Legal experts: Commission obliged to provide burial info

The Mother and Baby Homes Commission is obliged under human rights law to provide information to family members about where their relatives are buried — despite claiming it is legally prohibited from doing so.

Legal experts: Commission obliged to provide burial info

The Mother and Baby Homes Commission is obliged under human rights law to provide information to family members about where their relatives are buried — despite claiming it is legally prohibited from doing so.

That is according to a number of legal experts who have said that not only is the commission misinterpreting the Commissions of Investigation Act in claiming it can not release such information, but that it is also obliged to under the European Convention on Human Rights (ECHR).

The commission has said under Section 11 (3) of the Commissions of Investigation Act, it is “an offence for anyone, including a member of the commission, to disclose or publish any evidence given or the contents of any document produced so we cannot inform the families”.

In a report prepared for the Government on the human rights issues arising from the infant remains discovered at Tuam, special rapporteur on child protection Geoffrey Shannon pointed to two decisions of the European Convention of Human Rights which found that, under Article 8, “family members of a deceased have a right to information regarding the fate of their loved one”, and that this includes burial location.

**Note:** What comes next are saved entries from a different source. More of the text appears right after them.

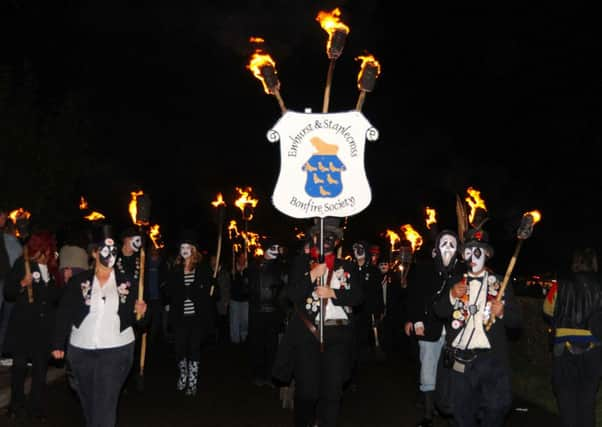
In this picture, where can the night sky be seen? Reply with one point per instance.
(157, 97)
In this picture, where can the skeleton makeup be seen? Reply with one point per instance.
(359, 251)
(107, 253)
(475, 258)
(185, 250)
(448, 245)
(272, 252)
(136, 243)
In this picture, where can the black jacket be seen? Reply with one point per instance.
(74, 305)
(425, 286)
(497, 334)
(30, 324)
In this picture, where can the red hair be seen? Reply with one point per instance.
(44, 242)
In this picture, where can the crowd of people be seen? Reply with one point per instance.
(308, 319)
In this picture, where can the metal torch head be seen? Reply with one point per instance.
(268, 72)
(526, 227)
(143, 205)
(368, 78)
(337, 43)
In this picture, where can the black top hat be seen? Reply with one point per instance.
(188, 236)
(476, 237)
(331, 225)
(130, 232)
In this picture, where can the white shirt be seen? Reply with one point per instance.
(101, 327)
(473, 335)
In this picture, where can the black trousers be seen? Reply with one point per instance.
(263, 342)
(39, 367)
(482, 394)
(99, 376)
(320, 375)
(188, 338)
(575, 380)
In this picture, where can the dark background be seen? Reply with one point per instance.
(100, 98)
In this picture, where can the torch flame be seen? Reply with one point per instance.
(94, 216)
(261, 65)
(232, 230)
(475, 201)
(536, 216)
(133, 206)
(19, 214)
(393, 238)
(83, 204)
(430, 217)
(219, 201)
(412, 236)
(244, 201)
(337, 31)
(155, 236)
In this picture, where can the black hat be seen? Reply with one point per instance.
(476, 237)
(102, 232)
(331, 225)
(189, 236)
(130, 232)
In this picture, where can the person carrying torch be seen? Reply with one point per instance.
(320, 363)
(94, 330)
(480, 385)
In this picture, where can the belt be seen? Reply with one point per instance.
(469, 355)
(336, 322)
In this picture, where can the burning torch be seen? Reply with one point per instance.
(219, 204)
(337, 35)
(366, 79)
(264, 68)
(20, 218)
(407, 251)
(139, 208)
(523, 232)
(246, 206)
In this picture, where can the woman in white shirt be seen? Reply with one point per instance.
(95, 323)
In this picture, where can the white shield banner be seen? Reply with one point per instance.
(322, 169)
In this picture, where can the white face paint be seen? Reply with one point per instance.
(107, 253)
(448, 245)
(359, 251)
(185, 250)
(136, 243)
(475, 258)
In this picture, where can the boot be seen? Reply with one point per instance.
(183, 376)
(193, 373)
(429, 409)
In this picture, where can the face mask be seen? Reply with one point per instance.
(107, 253)
(447, 248)
(475, 258)
(272, 252)
(359, 252)
(185, 250)
(136, 243)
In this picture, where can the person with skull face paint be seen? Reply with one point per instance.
(192, 310)
(128, 262)
(481, 386)
(266, 279)
(370, 312)
(426, 285)
(94, 330)
(320, 370)
(30, 324)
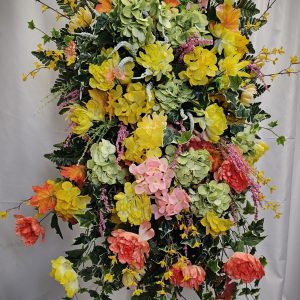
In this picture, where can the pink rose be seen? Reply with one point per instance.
(132, 248)
(244, 266)
(170, 204)
(188, 276)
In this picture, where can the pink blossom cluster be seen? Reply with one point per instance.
(170, 204)
(152, 176)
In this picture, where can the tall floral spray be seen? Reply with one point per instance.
(158, 169)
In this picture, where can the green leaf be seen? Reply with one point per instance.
(235, 82)
(213, 265)
(169, 136)
(31, 25)
(55, 225)
(273, 124)
(281, 140)
(86, 220)
(250, 239)
(249, 209)
(184, 138)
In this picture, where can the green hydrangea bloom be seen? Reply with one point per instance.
(211, 196)
(185, 24)
(192, 167)
(172, 95)
(103, 166)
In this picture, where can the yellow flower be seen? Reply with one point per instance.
(137, 292)
(131, 277)
(147, 139)
(63, 272)
(105, 75)
(201, 65)
(3, 214)
(83, 18)
(81, 119)
(215, 225)
(215, 122)
(69, 201)
(108, 277)
(133, 103)
(231, 66)
(132, 207)
(247, 95)
(156, 59)
(229, 41)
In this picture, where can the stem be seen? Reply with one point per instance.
(53, 9)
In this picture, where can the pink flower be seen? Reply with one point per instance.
(28, 229)
(187, 275)
(153, 175)
(244, 266)
(170, 204)
(130, 247)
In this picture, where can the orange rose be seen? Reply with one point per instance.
(187, 275)
(244, 266)
(28, 229)
(131, 248)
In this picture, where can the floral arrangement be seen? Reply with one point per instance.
(158, 169)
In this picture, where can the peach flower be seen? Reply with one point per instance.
(244, 266)
(187, 275)
(130, 247)
(28, 229)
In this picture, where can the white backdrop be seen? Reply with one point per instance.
(29, 129)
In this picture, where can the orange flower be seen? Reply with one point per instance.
(187, 275)
(44, 198)
(76, 173)
(244, 266)
(229, 16)
(104, 6)
(29, 229)
(173, 3)
(130, 247)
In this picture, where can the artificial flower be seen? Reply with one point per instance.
(69, 201)
(170, 204)
(235, 178)
(201, 65)
(29, 229)
(104, 6)
(215, 122)
(63, 272)
(156, 59)
(76, 173)
(44, 198)
(244, 266)
(132, 207)
(83, 18)
(228, 15)
(187, 275)
(132, 248)
(152, 175)
(215, 225)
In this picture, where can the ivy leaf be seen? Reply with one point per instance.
(31, 25)
(213, 265)
(185, 137)
(281, 140)
(55, 225)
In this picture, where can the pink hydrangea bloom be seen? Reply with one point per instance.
(170, 204)
(152, 176)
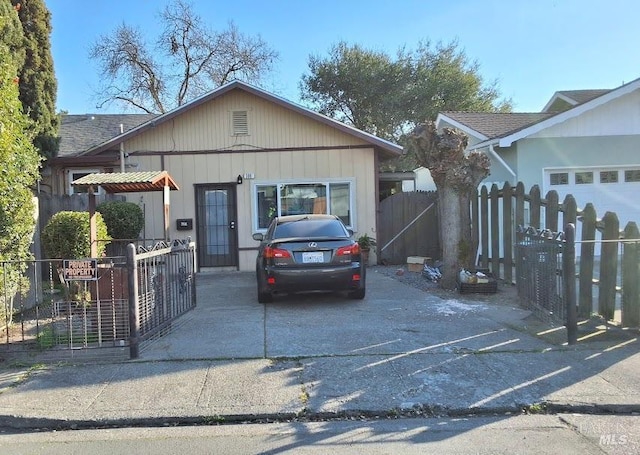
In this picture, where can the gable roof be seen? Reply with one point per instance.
(82, 132)
(565, 99)
(545, 119)
(387, 147)
(488, 125)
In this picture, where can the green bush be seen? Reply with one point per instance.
(66, 236)
(124, 220)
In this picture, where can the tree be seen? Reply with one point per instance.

“A failure to provide relatives with definite and/or credible information may fall foul of the positive obligation under Article 8, even where the death occurred before the convention came into force in the relevant country, where the failure to provide information continues following the coming into force of the ECHR,” said the report.

Maeve O’Rourke, a human rights lawyer and lecturer at NUI Galway, said that “as a State body under our ECHR Act 2003, the commission of investigation is obliged under Irish law to give effect to people’s European Convention rights”.

Fred Logue, a specialist in information law, also took issue with the commission’s interpretation of the Act.

“Information about where people are buried is generally public and it is hard to see what purpose is served by refusing to tell people where family members are buried,” he said.

The Irish Examiner put a series of questions to the commission on its interpretation of the act.

“The answers to all of your questions will have to await the publication of our final report,” the commission said in a statement.